Before you begin using a trademark, a thorough search should be conducted to determine whether there might be any conflict with prior users of the same or similar trademarks. Moreover, if your company manufactures or sells its products or services abroad, we can conduct international trademark searches and coordinate worldwide trademark programs for clients seeking to adopt new marks.
Once a trademark is cleared for use, it can be registered at the state level, federally, and/or in countries around the world. We are responsible for the prosecution and maintenance of thousands of trademark applications and registrations worldwide. For U.S. matters, our staff, which includes former Trademark Examiners at the U.S. Patent and Trademark Office, has an in depth understanding of all aspects of the registration process, including opposition and cancellation proceedings. On a worldwide basis, our excellent relationships with leading trademark prosecution practitioners around the world facilitate global protection for our clients’ brands.
In addition, Gottlieb, Rackman & Reisman’s experience extends to transactional issues and all types of trademark disputes and litigation, including those involving domain names.
Trade dress refers to the total “look and feel” of a product, packaging or a place of business. For example, the shape of a product itself, such as the classic Coke bottle, the styles and colors used in packaging, or the overall appearance of the interior of a restaurant, all may be protectable trade dress.

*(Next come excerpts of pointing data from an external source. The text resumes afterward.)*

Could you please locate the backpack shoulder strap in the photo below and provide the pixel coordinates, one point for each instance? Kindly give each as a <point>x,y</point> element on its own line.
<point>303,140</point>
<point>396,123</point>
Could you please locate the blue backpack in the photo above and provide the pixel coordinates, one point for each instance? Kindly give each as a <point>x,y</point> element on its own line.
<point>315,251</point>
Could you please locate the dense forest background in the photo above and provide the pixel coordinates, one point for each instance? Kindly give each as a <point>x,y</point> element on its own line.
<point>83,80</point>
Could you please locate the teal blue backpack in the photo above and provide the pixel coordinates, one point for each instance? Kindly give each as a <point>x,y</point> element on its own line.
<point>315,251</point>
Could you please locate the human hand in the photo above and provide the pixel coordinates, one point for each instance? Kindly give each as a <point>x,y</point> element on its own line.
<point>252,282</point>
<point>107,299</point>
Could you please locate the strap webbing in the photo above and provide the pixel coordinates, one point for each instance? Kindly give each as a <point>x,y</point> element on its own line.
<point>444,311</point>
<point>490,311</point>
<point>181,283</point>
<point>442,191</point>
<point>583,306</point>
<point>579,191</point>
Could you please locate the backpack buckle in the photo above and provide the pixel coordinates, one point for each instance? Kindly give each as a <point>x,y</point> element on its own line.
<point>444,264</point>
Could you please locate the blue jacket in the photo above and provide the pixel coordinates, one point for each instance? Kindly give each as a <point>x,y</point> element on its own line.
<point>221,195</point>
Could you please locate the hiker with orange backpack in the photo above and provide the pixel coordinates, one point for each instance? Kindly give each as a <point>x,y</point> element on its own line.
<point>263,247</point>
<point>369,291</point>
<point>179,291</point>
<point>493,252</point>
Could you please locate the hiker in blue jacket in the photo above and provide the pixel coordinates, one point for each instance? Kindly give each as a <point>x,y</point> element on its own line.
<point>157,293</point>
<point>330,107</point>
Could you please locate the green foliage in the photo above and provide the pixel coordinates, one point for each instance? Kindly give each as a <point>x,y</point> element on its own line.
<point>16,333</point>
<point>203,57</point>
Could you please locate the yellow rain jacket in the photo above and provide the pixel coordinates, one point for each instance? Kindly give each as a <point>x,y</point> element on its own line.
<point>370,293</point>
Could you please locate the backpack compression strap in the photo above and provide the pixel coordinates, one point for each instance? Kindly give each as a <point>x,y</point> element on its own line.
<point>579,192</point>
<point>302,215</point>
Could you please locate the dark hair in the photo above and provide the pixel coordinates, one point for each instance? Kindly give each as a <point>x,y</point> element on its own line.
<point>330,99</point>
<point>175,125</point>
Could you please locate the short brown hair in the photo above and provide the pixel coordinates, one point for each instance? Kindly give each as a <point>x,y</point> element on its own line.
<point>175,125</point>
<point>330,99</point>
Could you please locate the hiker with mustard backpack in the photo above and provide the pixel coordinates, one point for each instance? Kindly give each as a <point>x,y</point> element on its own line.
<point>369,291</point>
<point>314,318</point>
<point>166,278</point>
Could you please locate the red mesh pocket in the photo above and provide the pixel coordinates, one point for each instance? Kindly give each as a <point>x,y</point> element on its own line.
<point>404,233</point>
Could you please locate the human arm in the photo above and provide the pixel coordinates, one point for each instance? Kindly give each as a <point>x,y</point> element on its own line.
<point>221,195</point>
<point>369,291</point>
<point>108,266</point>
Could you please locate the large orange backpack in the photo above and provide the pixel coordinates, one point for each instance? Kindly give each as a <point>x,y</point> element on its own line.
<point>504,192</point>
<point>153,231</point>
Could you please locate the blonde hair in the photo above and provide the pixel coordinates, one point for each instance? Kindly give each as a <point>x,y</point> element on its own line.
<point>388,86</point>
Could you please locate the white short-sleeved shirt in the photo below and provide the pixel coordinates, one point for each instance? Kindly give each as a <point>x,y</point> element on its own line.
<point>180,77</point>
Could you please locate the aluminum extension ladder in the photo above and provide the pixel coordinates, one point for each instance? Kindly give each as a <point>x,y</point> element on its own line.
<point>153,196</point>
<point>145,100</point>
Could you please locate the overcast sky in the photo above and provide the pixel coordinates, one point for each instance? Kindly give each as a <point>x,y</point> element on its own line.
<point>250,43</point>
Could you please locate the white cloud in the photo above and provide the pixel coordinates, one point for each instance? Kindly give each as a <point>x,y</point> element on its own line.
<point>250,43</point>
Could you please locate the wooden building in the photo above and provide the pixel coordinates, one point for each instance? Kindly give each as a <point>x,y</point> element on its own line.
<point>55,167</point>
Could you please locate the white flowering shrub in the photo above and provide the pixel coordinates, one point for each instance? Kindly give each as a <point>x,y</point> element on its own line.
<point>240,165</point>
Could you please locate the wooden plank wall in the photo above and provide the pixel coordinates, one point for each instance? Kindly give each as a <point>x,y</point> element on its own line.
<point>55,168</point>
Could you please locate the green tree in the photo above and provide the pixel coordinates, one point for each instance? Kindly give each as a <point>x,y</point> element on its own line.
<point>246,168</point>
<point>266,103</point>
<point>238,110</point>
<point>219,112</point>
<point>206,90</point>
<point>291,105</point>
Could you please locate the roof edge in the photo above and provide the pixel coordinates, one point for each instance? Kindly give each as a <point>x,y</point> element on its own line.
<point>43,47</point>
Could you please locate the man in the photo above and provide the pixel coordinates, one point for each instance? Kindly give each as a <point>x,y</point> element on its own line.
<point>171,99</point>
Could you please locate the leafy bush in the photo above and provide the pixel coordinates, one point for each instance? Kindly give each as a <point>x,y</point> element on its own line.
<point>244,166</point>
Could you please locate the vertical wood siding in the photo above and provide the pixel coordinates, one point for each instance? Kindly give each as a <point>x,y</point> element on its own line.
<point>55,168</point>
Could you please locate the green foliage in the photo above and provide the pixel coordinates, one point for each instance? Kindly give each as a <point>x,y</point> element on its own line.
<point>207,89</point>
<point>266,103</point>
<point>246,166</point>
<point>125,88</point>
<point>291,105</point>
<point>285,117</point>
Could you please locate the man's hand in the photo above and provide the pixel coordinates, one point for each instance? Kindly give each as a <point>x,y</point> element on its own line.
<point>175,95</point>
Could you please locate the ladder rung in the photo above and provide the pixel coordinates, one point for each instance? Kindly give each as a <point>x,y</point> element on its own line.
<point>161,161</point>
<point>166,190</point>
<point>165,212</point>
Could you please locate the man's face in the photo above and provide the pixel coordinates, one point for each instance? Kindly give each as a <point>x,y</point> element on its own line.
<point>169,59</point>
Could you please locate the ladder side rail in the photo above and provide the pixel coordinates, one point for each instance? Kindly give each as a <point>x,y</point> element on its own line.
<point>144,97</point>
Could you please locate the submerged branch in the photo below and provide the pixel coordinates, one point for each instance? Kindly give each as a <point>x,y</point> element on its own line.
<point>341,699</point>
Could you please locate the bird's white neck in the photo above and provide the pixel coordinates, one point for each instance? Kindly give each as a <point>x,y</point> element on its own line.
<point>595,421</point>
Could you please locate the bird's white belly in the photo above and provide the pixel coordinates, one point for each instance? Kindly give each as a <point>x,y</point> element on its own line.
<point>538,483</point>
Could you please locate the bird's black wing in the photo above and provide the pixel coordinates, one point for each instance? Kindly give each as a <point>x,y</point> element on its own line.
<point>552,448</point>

Other examples of trade dress include the appearance of a lamp and a goldfish shaped cracker.
In order to establish trade dress rights, a party is usually required to prove that the trade dress is not functional and the public has come to associate the “look and feel” of the particular product, packaging or a businesses’ decor with the trade dress owner. The attorneys at Gottlieb, Rackman & Reisman are expert in assisting clients in proving that their trade dress is protectable and then enforcing those rights against infringers. We also have extensive experience in defending clients from claims of trade dress infringement.